News Releases - Pesticides and Toxic Chemicals
Owners of Buffalo-Area Gas Stations Ordered to Pay $290,000 in Penalties
Release Date: 09/04/2014
Contact Information: John Martin, (212) 637-3662, email@example.com
- (New York, N.Y.) The owners and operators of four gasoline stations in the Buffalo, New York area have been ordered to pay the U.S. Environmental Protection Agency a total of $287,100 in penalties. In August 2012, the EPA issued a complaint to owners and operators of gas stations in Buffalo, Amherst, and Tonawanda, N.Y., alleging violations of numerous federal regulations aimed at protecting water from petroleum contamination. One of the companies, Amerimart Development Company, reached an agreement with the EPA to settle alleged violations regarding underground storage tanks at gas stations it owned and operated. Three other companies named in the complaint, Qual-Econ Lease Co., Inc., MJG Enterprises, Inc., and Clear Alternative of Western NY, Inc. (d.b.a. G & G Petroleum), chose not to resolve the problems despite numerous attempts by the EPA and an Administrative Law Judge to resolve this case. These three companies have now been ordered by a judge to bring their gas stations into compliance with federal law and to pay the penalties within 30 days.

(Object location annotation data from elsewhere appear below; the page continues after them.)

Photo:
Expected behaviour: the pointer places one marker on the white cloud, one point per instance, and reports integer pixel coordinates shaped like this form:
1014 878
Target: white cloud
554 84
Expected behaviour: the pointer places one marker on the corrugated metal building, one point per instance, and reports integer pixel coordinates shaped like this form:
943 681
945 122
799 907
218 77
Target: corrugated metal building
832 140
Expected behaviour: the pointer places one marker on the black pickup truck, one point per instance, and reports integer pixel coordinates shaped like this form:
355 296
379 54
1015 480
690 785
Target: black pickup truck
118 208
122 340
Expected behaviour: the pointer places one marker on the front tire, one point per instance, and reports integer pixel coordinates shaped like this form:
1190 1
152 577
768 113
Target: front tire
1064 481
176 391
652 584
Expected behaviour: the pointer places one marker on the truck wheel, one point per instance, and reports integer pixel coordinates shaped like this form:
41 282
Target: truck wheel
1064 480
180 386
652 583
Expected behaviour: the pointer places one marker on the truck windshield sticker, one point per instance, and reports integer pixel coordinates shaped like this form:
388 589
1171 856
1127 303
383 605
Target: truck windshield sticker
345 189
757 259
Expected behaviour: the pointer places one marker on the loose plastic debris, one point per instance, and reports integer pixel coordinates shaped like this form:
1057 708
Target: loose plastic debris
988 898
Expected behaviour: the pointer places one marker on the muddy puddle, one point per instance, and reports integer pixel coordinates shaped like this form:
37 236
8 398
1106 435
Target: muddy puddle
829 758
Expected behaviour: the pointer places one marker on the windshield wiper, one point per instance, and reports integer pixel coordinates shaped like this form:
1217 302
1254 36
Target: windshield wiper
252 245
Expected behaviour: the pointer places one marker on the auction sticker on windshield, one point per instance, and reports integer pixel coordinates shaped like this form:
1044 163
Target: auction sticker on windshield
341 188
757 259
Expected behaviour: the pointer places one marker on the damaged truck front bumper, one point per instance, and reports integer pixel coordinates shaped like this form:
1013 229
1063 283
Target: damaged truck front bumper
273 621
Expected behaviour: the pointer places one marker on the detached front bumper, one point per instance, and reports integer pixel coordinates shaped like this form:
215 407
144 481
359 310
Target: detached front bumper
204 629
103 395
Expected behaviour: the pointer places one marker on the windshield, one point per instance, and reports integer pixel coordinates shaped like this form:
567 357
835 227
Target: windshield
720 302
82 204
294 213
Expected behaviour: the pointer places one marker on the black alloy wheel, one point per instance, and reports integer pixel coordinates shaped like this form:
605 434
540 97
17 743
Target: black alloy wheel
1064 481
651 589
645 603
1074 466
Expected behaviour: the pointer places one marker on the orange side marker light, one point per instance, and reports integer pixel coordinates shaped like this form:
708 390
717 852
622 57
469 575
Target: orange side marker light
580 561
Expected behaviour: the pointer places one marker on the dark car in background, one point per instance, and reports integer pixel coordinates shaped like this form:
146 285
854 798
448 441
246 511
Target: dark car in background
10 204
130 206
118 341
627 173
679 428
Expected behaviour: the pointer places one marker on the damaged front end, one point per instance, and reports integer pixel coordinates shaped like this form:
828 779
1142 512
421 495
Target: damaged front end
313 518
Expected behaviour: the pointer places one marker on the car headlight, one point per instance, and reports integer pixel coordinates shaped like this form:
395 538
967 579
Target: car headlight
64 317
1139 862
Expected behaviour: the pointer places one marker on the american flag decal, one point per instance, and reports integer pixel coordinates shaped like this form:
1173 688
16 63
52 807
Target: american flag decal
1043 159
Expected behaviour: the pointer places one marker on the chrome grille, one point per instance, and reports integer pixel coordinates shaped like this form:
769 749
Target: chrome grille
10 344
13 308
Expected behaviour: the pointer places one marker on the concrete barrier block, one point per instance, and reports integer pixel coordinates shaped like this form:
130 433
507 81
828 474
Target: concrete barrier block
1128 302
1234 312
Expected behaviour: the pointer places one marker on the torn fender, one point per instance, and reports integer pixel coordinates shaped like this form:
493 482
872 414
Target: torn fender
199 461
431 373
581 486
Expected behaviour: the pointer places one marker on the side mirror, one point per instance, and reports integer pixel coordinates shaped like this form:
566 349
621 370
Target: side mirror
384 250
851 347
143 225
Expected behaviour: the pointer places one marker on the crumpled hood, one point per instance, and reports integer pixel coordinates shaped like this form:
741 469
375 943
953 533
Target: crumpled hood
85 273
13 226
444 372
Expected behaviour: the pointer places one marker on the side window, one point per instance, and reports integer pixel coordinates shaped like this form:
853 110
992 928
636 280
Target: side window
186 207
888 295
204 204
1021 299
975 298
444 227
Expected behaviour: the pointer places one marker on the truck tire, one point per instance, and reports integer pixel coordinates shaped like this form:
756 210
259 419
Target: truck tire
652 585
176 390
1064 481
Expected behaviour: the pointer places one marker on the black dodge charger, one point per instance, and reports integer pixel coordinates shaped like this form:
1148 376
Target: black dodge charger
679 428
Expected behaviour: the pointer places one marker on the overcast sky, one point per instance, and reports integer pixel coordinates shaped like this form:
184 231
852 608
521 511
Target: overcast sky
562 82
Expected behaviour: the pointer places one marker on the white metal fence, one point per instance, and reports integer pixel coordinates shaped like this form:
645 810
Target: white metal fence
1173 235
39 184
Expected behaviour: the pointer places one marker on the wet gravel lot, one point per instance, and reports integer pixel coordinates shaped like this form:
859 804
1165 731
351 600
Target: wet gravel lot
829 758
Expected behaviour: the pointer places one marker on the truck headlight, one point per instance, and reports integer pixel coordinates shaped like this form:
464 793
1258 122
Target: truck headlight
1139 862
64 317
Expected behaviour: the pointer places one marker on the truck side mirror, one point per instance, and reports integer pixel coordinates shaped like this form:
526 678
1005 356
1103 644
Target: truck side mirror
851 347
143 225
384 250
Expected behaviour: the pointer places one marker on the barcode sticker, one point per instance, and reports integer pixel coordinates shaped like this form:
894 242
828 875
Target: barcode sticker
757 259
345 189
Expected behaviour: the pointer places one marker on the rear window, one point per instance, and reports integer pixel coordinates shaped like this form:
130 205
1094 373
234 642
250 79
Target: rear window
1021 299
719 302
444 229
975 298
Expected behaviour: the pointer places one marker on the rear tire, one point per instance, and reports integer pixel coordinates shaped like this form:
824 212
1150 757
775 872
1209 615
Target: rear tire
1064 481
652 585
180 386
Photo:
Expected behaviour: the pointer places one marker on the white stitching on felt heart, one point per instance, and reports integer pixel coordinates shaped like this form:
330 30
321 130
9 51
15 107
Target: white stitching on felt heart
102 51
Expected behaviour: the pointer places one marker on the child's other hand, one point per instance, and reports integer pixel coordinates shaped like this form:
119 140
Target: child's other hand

“Gas station owners will be held accountable if they fail to follow environmental rules that protect our water,” said EPA Regional Administrator Judith A. Enck. “When ground water is not protected from improperly maintained petroleum storage tanks, people and the environment are put at risk. All gas station owners must regularly monitor their underground storage tanks to prevent petroleum leaks.”
Ground water is the source of drinking water for nearly half of all Americans. When petroleum or other hazardous substances leak from underground tanks, such leaks are difficult and expensive to clean, particularly if they involve drinking water.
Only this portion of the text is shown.